GlobalNamesArchitecture / damerau-levenshtein

Calculates edit distance using Damerau-Levenshtein algorithm
MIT License
144 stars 19 forks source link

Waged version for qwerty keyboards #12

Closed mensfeld closed 7 years ago

mensfeld commented 7 years ago

Hey guys,

I have a feature request: would it be possible to wage based on the qwerty keys distance from each other? This would be super useful to detect typosquatting.

dimus commented 7 years ago

do you know any paper or doc that describes such an algorithm? Also I do not understand use cases very well, can you explain?

mensfeld commented 7 years ago

Hello @dimus

Thank you for answering sooo fast.

First of all, let me apologize for not providing better descriptions earlier.
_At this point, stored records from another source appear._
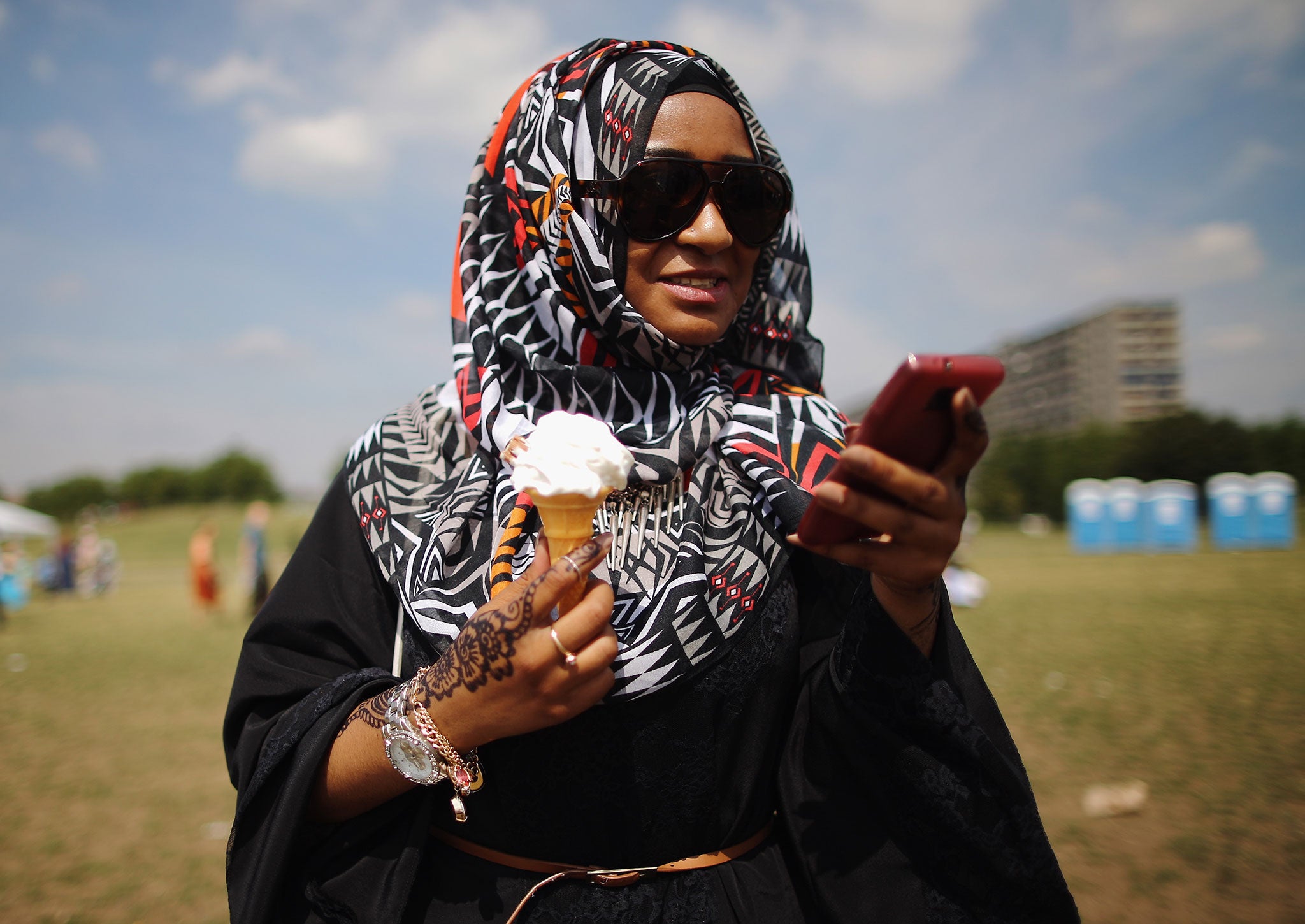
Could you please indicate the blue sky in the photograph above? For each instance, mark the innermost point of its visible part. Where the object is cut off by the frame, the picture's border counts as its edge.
(233, 224)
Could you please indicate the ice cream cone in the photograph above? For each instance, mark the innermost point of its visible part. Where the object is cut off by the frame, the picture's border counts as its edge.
(569, 524)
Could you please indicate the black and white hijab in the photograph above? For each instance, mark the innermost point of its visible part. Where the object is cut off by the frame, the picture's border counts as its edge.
(540, 324)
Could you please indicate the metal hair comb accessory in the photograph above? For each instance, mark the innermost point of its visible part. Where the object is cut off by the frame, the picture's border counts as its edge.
(635, 513)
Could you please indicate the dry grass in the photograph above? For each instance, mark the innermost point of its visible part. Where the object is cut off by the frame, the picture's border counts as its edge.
(1181, 671)
(1186, 672)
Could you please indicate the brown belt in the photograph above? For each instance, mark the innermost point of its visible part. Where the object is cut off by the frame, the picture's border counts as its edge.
(605, 877)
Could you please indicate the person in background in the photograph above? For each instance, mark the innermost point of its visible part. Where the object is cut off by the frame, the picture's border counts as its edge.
(106, 567)
(15, 579)
(204, 569)
(87, 559)
(254, 552)
(66, 558)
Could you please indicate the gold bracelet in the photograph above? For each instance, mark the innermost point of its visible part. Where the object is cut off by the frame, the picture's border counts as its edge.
(465, 774)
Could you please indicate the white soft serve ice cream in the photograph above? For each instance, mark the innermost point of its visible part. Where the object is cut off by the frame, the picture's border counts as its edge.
(571, 454)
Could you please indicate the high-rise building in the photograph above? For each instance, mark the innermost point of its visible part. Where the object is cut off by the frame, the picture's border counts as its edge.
(1121, 365)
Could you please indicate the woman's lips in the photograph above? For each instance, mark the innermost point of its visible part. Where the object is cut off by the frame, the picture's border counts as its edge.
(700, 290)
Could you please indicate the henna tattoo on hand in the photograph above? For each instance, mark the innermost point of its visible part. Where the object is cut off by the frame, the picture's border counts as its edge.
(975, 422)
(484, 649)
(371, 713)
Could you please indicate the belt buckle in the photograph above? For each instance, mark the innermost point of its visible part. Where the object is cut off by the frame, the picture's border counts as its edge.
(615, 879)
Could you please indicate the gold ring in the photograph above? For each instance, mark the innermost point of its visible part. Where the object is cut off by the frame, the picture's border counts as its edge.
(568, 656)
Also I would like to thank you for this library as it made my life much easier :)

I don't have any papers, but I believe, that it is called Needlemana-Wunsch algorithms (not 100% sure thought).

My use case is pretty simple: I want to do exactly what Damerau-Levenshtein does but with wages, so the changes that are closer on the keyboard get lower score than changes that require a bigger effort to make.

For example:

dl.distance("Something", "Simething") #=> 1
dl.distance("Something", "Sqmething") #=> 1

They both differ by 1 character (o replaced with either i or q) but i is right next to the o on the keyboard, which means that it is much easier to make a mistake like that.

I've developed (not yet open source as it is WIP) a mechanism to detect typosquatting occurrences for rubygems libraries used in Gemfiles and a variation of this algorithm that would provide me with scoring like that would significantly lower the number of fake positives.

For now I use following code:

https://github.com/audy/phylograph/blob/master/lib/needleman.rb

But it's not exactly what I aim for.

dimus commented 7 years ago

How I understand, Levenshtein algorithm is fine for what you want. So may be something like this should work:

  1. Find out each edit distance event for each character with https://github.com/GlobalNamesArchitecture/damerau-levenshtein#dameraulevenshteindiffer

  2. Figure out the matrix of querty keyboard of each letter for each letter depending on how easy it is to make a typo (it probably exists somewhere??)

  3. Map every edit event with the "querty typo" matrix.

mensfeld commented 7 years ago

@dimus oh! Didn't think about using the differ that way. Thank you!